E isso traz como decorrência, Sr. Presidente, a necessidade de regulamentar. Uma publicação do Ministério da Justiça editada após a Constituição de 88 chegou a listar 269 dispositivos pendentes de regulamentação. Essa publicação está esgotada, mas tenho um exemplar, e mostra portanto quanto ainda há para se fazer.

Sr. Presidente, feitas essas ressalvas, gostaria de dizer que a Constituição de 1988, que Ulysses Guimarães denominou de Constituição Cidadã, foi a que atendeu às demandas da sociedade sobretudo porque ela se converteu na mais moderna e mais ampla Carta de direitos individuais e coletivos e o mais completo conjunto de direitos sociais que o País conheceu. Os capítulos dos Direitos Políticos e dos Partidos Políticos, por sua vez, constituem inovação a merecer encômios, pois só de maneira indireta os textos constitucionais anteriores tratavam da matéria. Essa conquista representou uma mudança em nosso Direito Constitucional legislado.

Abro um parêntese, Sr.
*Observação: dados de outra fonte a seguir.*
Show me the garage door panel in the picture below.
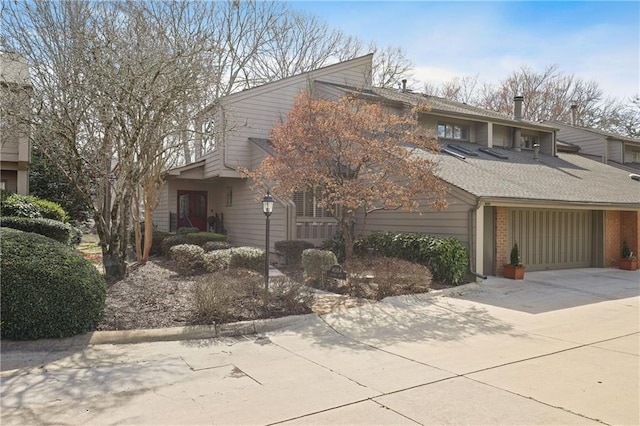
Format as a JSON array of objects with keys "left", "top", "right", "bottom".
[{"left": 508, "top": 209, "right": 592, "bottom": 271}]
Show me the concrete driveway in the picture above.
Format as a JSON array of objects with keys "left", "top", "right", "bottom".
[{"left": 2, "top": 268, "right": 638, "bottom": 425}]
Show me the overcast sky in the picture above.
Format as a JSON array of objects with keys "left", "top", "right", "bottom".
[{"left": 289, "top": 1, "right": 639, "bottom": 101}]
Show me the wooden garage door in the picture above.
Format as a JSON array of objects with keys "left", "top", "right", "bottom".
[{"left": 508, "top": 209, "right": 593, "bottom": 271}]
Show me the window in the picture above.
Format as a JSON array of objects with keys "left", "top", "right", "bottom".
[
  {"left": 225, "top": 187, "right": 233, "bottom": 206},
  {"left": 437, "top": 122, "right": 468, "bottom": 141},
  {"left": 521, "top": 134, "right": 539, "bottom": 149},
  {"left": 293, "top": 188, "right": 333, "bottom": 218}
]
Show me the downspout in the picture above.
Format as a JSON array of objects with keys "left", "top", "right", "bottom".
[{"left": 468, "top": 200, "right": 488, "bottom": 281}]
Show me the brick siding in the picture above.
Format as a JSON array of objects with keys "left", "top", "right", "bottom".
[{"left": 495, "top": 206, "right": 508, "bottom": 276}]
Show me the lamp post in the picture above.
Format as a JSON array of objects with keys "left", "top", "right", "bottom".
[{"left": 262, "top": 191, "right": 274, "bottom": 300}]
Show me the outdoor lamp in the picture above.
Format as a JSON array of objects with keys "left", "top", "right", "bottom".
[
  {"left": 262, "top": 191, "right": 274, "bottom": 216},
  {"left": 262, "top": 191, "right": 274, "bottom": 304}
]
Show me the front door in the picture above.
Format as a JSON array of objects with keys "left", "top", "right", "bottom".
[{"left": 177, "top": 190, "right": 208, "bottom": 231}]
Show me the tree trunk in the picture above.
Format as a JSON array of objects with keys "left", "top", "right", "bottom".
[{"left": 142, "top": 207, "right": 154, "bottom": 261}]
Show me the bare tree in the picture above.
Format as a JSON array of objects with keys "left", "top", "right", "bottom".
[
  {"left": 425, "top": 64, "right": 635, "bottom": 137},
  {"left": 1, "top": 1, "right": 219, "bottom": 278}
]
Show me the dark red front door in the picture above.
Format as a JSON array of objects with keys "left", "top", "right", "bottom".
[{"left": 177, "top": 190, "right": 208, "bottom": 231}]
Presidente, para lembrar que o Brasil nisso não foi o pioneiro, porque a Constituição de Weimar, de 1919, a constituição alemã, também teve o cuidado de reconhecer esses direitos políticos, inclusive dos partidos políticos, como também avançou muito no campo dos chamados direitos sociais.

Diria, também, Sr. Presidente, que o Título IV, relativo à Organização dos Poderes, é denso e o mais completo no que diz respeito ao Poder Legislativo, cujas competências foram substancialmente ampliadas. Ressalve-se o alusivo às medidas provisórias que ampliam a nossa insegurança jurídica por não observarem freqüentemente os pressupostos de urgência e relevância.

Com relação ao Poder Judiciário e a especificação das ações essenciais da Justiça, a nossa Constituição também é inovadora ao discriminar as funções do Ministério Público, da Advocacia-Geral da União e da Defensoria Pública. E já que falei no Ministério Público da União e de acordo com leitura que faço do art. 127 da Constituição, poderíamos dizer que o Ministério Público passou a ser um quarto poder. Se na Constituição do Império tivemos o Poder Moderador, que era exercido pelo Imperador, na Constituição de 1988, temos um quarto poder que talvez seja o Ministério Público. E quem compulsa o art. 127, aliás, bastante longo, facilmente concluirá que não temos mais aquela clássica tripartição de poderes, cujo primeiro formulador foi Montesquieu, mas, sim, um sistema que é mais do que tripartição, é uma quadripartição de poderes.

Mas, Sr. Presidente, também se trabalhou muito a discriminação de rendas entre a União, os Estados, o Distrito Federal e os Municípios. Foi um esforço da  Constituição no sentido de fortalecer a Federação. 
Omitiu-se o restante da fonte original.